El arroz y la paella
Sin embargo, un elemento unificador entre ambas cocinas es el arroz, que se cultiva desde los tiempos musulmanes, y es la base de la dieta valenciana, tanto del mar como de la tierra.
Gracias al arroz es posible la creación de la que sin duda es la mayor proeza culinaria de Valencia y que se ha convertido en uno de los platos más célebres y famosos de todo el mundo: la paella valenciana.
Es un auténtico manjar de los dioses donde el sabor del mar se conjuga con el arroz creando algo único y magnífico que con el tiempo ha producido decenas de variantes.
De hecho, la tradición arrocera de Valencia se debe a toda una constelación de platos que incluyen guisos con chorizo, guisantes, aceitunas o mariscos y su enorme popularidad ha traspasado las fronteras peninsulares ibéricas alcanzando lugares tan lejanos como Tailandia, Argentina o Sudáfrica.
Entradas al paraíso
La cocina valenciana destaca en todas sus vertientes, en especial sus entradas, donde se pone de manifiesto un guiso sencillamente espectacular.
Entre las entradas más populares están sus salazones, sobre todo de bacalao, mojama o huevas con las que se elaboran otros platos como la titaina, el espencat o el esgarraet. Otras entradas son sus exquisitas ensaladas elaboradas con lechuga, tomate, cebolla y encurtidos como alcaparras o aceitunas.

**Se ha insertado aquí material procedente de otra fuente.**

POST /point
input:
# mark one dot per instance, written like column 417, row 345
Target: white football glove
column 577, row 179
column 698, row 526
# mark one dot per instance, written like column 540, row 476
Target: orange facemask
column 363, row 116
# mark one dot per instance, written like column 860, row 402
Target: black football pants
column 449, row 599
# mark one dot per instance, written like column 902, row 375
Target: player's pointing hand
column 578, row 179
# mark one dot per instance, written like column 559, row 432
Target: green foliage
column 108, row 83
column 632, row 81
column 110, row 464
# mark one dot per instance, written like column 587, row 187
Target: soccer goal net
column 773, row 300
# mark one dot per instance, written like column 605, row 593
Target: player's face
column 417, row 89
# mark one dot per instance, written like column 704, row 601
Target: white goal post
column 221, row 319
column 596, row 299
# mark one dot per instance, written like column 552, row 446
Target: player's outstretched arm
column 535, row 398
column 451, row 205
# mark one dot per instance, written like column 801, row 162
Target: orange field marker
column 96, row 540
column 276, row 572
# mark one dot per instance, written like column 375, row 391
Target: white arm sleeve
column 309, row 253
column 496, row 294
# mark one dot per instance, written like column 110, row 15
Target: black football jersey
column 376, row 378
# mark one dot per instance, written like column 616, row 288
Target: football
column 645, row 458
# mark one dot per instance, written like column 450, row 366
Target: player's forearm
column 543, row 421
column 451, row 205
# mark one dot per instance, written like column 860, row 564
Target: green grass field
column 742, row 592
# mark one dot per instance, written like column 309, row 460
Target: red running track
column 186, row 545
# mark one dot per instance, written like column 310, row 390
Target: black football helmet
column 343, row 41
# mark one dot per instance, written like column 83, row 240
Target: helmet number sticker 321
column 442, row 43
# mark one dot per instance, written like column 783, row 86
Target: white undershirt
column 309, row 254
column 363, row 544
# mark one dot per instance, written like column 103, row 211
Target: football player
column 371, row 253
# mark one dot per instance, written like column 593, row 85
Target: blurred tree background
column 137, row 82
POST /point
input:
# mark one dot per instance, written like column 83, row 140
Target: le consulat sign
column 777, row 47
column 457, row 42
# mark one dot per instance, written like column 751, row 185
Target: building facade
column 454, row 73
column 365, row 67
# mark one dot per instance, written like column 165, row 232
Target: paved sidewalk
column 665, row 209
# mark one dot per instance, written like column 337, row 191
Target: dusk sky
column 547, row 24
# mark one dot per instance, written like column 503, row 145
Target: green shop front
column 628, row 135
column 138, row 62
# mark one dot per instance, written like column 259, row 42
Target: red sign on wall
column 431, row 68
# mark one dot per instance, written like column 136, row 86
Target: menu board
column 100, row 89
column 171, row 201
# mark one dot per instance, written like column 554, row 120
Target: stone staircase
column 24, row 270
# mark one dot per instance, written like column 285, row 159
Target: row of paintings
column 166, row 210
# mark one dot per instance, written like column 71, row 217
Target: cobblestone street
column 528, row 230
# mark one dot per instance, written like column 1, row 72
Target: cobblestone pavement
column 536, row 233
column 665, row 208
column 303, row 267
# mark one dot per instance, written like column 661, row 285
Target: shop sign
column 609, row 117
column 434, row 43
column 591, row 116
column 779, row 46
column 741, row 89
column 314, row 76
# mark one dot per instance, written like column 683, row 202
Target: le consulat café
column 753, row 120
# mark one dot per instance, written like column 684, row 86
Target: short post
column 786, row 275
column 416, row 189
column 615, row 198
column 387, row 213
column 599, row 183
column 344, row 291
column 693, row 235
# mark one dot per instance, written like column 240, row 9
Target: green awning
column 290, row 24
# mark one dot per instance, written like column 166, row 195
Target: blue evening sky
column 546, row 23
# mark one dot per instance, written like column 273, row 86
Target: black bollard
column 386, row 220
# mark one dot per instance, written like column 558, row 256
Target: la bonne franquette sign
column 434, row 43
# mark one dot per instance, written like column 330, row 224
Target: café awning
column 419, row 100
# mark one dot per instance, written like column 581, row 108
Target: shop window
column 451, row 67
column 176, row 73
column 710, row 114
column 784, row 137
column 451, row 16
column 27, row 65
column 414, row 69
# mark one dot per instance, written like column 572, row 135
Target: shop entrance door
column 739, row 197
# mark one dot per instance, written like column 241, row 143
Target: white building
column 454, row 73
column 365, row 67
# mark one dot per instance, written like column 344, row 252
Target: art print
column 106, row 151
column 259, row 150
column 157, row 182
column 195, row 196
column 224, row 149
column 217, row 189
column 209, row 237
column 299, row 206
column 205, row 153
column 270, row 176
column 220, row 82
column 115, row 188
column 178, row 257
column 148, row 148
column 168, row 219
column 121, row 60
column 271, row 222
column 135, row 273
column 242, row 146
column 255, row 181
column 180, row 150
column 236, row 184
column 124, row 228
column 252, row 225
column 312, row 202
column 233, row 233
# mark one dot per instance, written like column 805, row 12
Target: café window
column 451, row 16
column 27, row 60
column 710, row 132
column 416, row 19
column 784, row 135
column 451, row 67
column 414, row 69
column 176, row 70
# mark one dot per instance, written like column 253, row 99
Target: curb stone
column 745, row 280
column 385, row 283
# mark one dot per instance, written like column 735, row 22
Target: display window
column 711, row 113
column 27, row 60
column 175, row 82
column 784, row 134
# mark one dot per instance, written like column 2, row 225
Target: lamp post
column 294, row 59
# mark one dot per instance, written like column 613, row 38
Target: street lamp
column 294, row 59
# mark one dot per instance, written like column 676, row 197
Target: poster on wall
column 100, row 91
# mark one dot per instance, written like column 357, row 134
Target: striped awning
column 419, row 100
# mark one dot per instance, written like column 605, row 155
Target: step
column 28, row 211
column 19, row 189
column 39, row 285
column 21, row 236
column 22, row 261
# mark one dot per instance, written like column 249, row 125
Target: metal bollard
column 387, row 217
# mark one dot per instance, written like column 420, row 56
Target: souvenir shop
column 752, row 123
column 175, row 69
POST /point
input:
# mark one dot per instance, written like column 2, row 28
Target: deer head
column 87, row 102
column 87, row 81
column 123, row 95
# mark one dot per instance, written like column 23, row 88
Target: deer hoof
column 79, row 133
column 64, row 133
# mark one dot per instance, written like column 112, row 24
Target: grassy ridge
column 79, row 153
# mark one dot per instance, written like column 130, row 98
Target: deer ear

Destaca la producción de quesos tiernos, como es el caso del cassoleta y del blanquet. La producción de embutidos es más abundante, entre ellos la longaniza, la morcilla, la sobrasada y el chorizo.
Todas estas entradas son muy populares y constituyen una auténtica introducción de placenteros sabores para los platos fuertes.
Guisos y salsas
Otro de los platos típicos, que suele consumirse mayormente en invierno, son las famosas olletas elaboradas con arroz, huesos, carne de cerdo, legumbres y morcillas y también los cocidos de pelotas, plato típico navideño valenciano, y los pucheros.
Valencia es fecunda en salsas gracias a su afamado aceite de oliva y al ajo, ingredientes básicos de muchas de sus creaciones y que sirven para condimentar una gran cantidad de platos.
Cocas y los dulces
Además de sus exquisitos arroces y guisos, Valencia destaca por la elaboración de sus cocas, unas tortas planas de masa de harina que pueden ser saladas o dulces y que suelen estar rellenas de atún o tomate.
En cuanto a la repostería valenciana la influencia de la cultura árabe es más que notoria en la utilización de miel y almendras en abundancia, en especial en el turrón.
Otros dulces son las cascas hechas con almendras molidas, huevos, azúcar y yema confitada, ralladura de limón o naranja y merengue. La casca se consume generalmente el Día de Reyes.
La lista de dulces es tan larga como deliciosa e incluye el arnadí, un exquisito pastel elaborado con almendra y calabaza, también los rosigones, los orelletes y las almojábanas. También son muy populares las monas y los panquemados que suelen consumirse generalmente durante la celebración de la Pascua. Y no podemos olvidarnos de los pasteles de batata, un dulce tradicional de la Navidad.
Refrescantes bebidas valencianas
Valencia también se destaca en la elaboración de bebidas refrescantes para los meses de verano siendo la más popular la horchata de chufa, la cual se bebe bien fría, líquida o granizada.
También está la conocida agua de Valencia, un exquisito cóctel cuyo origen se remonta a los años 50s y se prepara con zumo de naranja y vodka o en su defecto ginebra.